There is an interesting aside here too. It has been easy for investors to ‘save money’ by simply relying upon sound-bites and ‘best buy’ lists to acquire funds and not to take advice (well, that might cost something too!). Sure enough, lots of financial advisers sold the Woodford range but I bet they also diversified and didn’t have the sort of exposures which too many private, direct investors had (if yours didn’t then maybe you do have a right to complain!). On one chat-group, one chap had invested his whole £23000 nest egg and said it is now worth only £8000. We assume that must have been somewhere regarding the Woodford Patient Capital Trust after the launch but did these investors know what they were buying in the first place? Most of them had no idea. Now, not to rub salt into any wounds but how valuable was it to have an adviser and a discretionary investment manager who assessed the opportunity at the respective times and decided not to pursue them for his clients – primarily because there were better options out there anyway. It is then realised that not only have the losses been missed but the other holdings acquired instead have risen too – in percentage terms, what value is that? Of course, this is never a perfect science and it is very uncomfortable buying the unloved and selling the over-loved but what is likely to be the best thing to do? And of course, we do all we do within a vast and widely diversified strategy where no single investment across all our client funds exceeds 2.5% of our totals at the present time. It’s not because we don’t have any confidence – it’s because there is such a wealth of choice and opportunity out there and yip – when something goes wrong, as it can, our exposure is limited too.
If you feel it’s time to stop being an amateur sleuth seeking out the clues to investment, you can transfer across to our unrivalled systems covering all investment types (ISAs, Pensions, Portfolios, etc) without any subscription fees whatever and start to benefit from our economies of scale and skills and sophisticated dealing systems – and if you want advice on your personal circumstances and suitability, gladly we shall give that but for a fee you’d know in advance.
The largest investment manager in the world now looks-after $7trillion and enjoyed a mere $84billion of net flows in the third quarter when you thought investors were becoming timid. Yes, people have been pulling-out of UK equities in the last few years but that stampede will turn-around at some point as the large cash reserves which have been accumulated by institutions and individuals alike start to look for homes in the ‘new’ known economic environment ‘post the Brexit uncertainty’. Half of Blackrock’s new funds went towards ‘passives’ with $5.3billion into active equity funds. When you are that size, it is hard to sustain the momentum and retain your position… curiously, the break-up of the Woodford issue, rather than signal a cataclysmic shift towards indexation, is likely to herald the nadir for active investment in equities in the UK market – the cheapest possible time for contrarians to be able to pick and anyway, it is time that ‘momentum growth’ comes to a juddering halt. With our strategies, we are already in front of the field ready for that and no, we have no axe to grind – we can buy ‘anything’ for our clients, whose best interests are our own.

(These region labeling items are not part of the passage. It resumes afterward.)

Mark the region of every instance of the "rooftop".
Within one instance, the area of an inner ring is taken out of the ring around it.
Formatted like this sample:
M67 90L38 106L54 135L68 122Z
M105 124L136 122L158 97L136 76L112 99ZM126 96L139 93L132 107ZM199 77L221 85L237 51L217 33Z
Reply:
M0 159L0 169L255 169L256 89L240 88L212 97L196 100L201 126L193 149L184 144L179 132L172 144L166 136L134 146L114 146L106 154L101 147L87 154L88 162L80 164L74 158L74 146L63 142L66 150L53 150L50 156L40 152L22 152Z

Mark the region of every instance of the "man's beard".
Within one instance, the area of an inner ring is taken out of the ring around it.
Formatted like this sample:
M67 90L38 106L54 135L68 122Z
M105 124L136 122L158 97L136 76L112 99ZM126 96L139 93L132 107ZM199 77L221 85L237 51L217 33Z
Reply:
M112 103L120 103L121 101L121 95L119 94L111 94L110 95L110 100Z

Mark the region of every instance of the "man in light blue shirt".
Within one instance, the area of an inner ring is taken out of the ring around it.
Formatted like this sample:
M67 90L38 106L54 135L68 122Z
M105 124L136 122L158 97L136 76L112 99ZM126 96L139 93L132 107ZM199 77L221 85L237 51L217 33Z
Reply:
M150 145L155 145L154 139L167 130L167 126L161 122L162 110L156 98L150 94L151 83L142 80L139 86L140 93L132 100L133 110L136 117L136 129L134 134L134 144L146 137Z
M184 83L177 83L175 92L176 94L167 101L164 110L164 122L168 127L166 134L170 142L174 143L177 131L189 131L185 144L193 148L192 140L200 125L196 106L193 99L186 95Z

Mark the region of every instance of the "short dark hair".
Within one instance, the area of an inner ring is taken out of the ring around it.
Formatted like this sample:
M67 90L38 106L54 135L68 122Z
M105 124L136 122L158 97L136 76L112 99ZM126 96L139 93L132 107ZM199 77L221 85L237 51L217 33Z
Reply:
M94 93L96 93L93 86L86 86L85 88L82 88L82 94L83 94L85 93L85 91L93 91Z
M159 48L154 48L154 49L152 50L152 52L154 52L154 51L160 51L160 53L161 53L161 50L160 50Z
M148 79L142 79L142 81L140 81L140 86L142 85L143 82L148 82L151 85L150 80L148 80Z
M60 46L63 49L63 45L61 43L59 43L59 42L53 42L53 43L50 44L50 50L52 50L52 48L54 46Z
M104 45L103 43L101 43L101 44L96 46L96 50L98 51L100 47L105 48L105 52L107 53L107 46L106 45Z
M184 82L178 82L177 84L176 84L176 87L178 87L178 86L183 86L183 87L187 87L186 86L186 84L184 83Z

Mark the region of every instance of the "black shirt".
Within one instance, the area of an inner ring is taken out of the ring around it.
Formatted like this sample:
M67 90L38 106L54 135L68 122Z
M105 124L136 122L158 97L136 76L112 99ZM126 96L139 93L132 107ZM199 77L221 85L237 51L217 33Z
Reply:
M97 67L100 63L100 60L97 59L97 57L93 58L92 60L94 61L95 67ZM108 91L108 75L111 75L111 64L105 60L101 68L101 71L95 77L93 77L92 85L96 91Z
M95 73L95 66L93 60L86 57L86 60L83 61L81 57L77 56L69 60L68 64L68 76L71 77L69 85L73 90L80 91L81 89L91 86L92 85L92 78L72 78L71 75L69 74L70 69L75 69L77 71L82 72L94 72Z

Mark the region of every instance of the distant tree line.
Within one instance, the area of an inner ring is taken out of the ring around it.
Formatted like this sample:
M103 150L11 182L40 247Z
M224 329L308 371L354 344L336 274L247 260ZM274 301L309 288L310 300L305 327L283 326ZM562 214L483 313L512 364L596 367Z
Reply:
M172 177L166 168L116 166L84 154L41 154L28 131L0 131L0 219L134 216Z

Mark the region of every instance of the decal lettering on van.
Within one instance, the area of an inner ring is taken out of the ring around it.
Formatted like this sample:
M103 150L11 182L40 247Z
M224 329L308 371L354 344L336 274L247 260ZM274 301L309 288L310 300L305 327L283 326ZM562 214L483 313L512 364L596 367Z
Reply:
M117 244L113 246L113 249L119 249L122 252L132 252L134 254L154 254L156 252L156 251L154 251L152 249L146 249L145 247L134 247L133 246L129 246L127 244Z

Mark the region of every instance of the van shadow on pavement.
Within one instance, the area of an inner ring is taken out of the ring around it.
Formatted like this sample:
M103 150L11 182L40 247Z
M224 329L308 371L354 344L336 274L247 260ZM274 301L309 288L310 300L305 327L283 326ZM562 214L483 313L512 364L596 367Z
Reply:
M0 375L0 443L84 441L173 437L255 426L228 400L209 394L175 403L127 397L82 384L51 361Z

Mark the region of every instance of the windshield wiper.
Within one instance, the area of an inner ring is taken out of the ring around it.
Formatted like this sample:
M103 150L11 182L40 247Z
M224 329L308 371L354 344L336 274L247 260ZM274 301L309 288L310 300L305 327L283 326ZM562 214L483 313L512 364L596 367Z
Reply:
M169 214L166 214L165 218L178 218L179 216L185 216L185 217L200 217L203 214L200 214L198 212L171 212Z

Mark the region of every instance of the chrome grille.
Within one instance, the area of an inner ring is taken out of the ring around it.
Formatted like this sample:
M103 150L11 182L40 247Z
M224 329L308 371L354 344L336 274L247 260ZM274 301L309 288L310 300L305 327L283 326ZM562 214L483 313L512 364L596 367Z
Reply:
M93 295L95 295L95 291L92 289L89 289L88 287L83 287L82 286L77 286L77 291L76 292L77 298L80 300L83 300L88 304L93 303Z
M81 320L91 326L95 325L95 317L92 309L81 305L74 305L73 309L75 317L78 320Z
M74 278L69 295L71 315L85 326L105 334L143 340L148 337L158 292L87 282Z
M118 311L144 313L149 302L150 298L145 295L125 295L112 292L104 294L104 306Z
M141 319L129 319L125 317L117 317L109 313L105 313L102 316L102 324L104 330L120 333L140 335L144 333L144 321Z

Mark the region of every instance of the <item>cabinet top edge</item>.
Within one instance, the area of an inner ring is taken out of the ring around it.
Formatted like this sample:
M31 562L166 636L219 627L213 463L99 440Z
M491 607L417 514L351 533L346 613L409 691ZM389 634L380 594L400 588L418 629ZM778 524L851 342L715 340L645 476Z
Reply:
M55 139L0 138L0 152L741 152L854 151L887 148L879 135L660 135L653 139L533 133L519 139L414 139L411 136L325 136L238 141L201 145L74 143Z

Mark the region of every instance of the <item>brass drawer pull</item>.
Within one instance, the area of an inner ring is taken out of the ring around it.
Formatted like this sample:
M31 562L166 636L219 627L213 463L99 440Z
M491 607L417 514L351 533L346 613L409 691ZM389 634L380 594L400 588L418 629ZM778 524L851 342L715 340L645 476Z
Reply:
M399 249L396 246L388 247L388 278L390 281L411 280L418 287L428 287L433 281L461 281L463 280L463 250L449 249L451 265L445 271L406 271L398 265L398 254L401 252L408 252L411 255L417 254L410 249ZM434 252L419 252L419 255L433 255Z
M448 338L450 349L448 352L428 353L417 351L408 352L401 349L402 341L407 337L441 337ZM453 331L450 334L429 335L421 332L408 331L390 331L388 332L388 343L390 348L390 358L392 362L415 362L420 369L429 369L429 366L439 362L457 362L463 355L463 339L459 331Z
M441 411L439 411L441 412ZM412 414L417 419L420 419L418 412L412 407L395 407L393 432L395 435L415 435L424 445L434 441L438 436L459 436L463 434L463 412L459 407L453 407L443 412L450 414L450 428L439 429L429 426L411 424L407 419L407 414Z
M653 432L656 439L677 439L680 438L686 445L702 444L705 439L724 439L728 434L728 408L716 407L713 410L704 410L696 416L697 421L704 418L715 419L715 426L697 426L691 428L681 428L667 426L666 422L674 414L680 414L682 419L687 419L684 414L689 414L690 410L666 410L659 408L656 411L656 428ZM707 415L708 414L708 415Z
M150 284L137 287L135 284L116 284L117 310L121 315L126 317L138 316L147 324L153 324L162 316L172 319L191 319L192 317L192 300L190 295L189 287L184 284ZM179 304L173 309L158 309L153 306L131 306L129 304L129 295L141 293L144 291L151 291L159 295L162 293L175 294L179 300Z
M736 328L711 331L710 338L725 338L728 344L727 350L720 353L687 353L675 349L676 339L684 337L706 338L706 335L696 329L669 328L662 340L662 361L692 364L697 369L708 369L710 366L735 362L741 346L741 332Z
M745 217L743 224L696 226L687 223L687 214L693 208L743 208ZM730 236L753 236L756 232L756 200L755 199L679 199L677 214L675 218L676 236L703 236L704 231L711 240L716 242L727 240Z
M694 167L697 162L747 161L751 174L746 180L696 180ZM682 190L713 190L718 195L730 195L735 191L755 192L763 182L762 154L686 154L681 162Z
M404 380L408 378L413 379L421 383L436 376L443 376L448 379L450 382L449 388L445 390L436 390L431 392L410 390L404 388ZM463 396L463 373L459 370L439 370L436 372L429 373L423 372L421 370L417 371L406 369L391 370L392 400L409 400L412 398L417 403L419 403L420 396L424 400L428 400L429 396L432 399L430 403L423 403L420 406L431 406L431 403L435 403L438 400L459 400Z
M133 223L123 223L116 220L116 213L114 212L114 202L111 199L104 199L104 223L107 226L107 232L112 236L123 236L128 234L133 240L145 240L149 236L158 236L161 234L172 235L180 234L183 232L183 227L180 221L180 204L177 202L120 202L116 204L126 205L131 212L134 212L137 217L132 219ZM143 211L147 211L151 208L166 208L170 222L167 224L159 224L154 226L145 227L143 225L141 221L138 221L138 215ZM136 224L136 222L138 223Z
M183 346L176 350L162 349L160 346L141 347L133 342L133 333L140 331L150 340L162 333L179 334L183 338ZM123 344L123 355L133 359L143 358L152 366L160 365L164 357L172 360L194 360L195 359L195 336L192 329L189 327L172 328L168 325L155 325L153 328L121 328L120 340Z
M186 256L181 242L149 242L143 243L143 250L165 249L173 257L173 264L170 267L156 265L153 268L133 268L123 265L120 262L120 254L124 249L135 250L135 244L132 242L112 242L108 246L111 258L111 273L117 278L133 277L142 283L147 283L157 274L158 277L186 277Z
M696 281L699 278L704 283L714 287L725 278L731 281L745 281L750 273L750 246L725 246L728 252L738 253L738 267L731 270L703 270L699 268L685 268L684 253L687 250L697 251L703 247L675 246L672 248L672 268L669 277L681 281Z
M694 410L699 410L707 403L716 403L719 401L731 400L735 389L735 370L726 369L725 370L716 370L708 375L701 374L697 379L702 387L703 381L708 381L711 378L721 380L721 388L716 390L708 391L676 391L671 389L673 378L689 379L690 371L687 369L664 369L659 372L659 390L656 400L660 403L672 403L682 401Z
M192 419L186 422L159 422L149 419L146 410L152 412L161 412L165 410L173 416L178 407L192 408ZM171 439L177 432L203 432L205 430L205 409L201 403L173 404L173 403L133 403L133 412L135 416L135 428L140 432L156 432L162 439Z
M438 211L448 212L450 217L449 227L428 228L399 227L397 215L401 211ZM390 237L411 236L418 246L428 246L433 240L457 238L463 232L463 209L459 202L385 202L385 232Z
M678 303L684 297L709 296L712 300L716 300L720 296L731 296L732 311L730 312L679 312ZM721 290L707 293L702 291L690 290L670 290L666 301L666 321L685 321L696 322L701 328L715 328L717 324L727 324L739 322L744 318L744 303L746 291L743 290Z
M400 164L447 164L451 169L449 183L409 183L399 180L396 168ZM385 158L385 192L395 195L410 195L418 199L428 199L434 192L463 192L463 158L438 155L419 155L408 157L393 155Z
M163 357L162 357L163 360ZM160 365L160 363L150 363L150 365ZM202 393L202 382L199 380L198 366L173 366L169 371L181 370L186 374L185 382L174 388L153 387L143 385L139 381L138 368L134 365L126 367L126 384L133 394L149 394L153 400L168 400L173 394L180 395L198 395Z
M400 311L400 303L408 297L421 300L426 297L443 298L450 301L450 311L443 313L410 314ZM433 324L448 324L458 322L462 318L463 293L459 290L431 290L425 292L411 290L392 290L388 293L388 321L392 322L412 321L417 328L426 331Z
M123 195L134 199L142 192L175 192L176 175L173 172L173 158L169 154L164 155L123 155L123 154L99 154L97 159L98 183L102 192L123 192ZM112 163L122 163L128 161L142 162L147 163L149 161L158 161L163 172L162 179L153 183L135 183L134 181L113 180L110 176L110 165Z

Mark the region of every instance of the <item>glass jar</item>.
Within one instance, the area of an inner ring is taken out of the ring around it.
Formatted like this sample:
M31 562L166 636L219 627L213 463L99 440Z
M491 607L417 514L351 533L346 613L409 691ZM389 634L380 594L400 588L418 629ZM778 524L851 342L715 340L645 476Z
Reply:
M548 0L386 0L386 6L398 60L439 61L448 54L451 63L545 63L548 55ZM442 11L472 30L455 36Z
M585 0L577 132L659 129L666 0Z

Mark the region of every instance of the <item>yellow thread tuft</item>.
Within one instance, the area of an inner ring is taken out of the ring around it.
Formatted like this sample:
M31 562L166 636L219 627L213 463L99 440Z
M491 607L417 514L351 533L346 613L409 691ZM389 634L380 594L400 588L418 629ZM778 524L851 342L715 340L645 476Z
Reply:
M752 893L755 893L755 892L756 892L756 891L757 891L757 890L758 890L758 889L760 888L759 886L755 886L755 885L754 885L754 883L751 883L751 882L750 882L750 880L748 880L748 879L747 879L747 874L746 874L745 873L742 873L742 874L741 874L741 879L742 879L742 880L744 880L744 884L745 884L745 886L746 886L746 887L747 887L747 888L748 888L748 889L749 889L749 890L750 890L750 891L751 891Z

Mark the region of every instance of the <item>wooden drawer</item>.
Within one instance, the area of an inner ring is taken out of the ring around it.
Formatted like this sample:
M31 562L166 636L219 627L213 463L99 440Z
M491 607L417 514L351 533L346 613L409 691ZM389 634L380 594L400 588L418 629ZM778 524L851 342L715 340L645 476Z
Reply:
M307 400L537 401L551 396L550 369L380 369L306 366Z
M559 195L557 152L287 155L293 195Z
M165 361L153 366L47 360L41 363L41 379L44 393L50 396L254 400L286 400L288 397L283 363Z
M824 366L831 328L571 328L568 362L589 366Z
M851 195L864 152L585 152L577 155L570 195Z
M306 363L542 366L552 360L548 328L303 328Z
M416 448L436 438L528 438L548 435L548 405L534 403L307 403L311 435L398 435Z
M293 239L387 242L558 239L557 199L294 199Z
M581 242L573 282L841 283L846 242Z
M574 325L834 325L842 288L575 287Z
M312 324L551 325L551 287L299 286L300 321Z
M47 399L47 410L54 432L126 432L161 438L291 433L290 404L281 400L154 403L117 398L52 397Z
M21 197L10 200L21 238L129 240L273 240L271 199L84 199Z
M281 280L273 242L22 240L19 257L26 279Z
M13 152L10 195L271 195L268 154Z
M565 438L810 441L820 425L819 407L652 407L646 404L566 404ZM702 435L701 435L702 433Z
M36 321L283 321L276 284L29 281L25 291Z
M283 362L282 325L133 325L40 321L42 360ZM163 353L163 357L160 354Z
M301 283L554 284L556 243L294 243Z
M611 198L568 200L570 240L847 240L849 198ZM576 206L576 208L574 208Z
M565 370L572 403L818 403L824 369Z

Stock market investments can offer income through the payment of dividends and interest and good opportunities for capital appreciation over the longer term. By this, generally we mean periods in excess of five years, preferably much longer. However, we can never promise you particular returns, especially in the short-term. At any point in time but especially in the short term, your capital could be worth less than the original amount invested as some of the selected holdings may fall in value, regardless of expectations at the time of acquisition. We may also invest in funds that hold overseas securities. The value of these investments may increase or decrease as a result of changes in currency exchange rates. Returns achieved in the past cannot be relied upon to be repeated.
To remind you, why do I send out occasional emails? Because everyone can save money. We have no connection with any companies mentioned and you have to make your own contacts and satisfy your own enquiries. What is in it for us? If we can prove that we are knowledgeable and that our service and advice have good value, then you might contact us for professional financial planning and investment help. You don’t have to do that though and there’s no charge for emails. If simply they save you money, then accept them with our compliments! However, you’ll know where we are!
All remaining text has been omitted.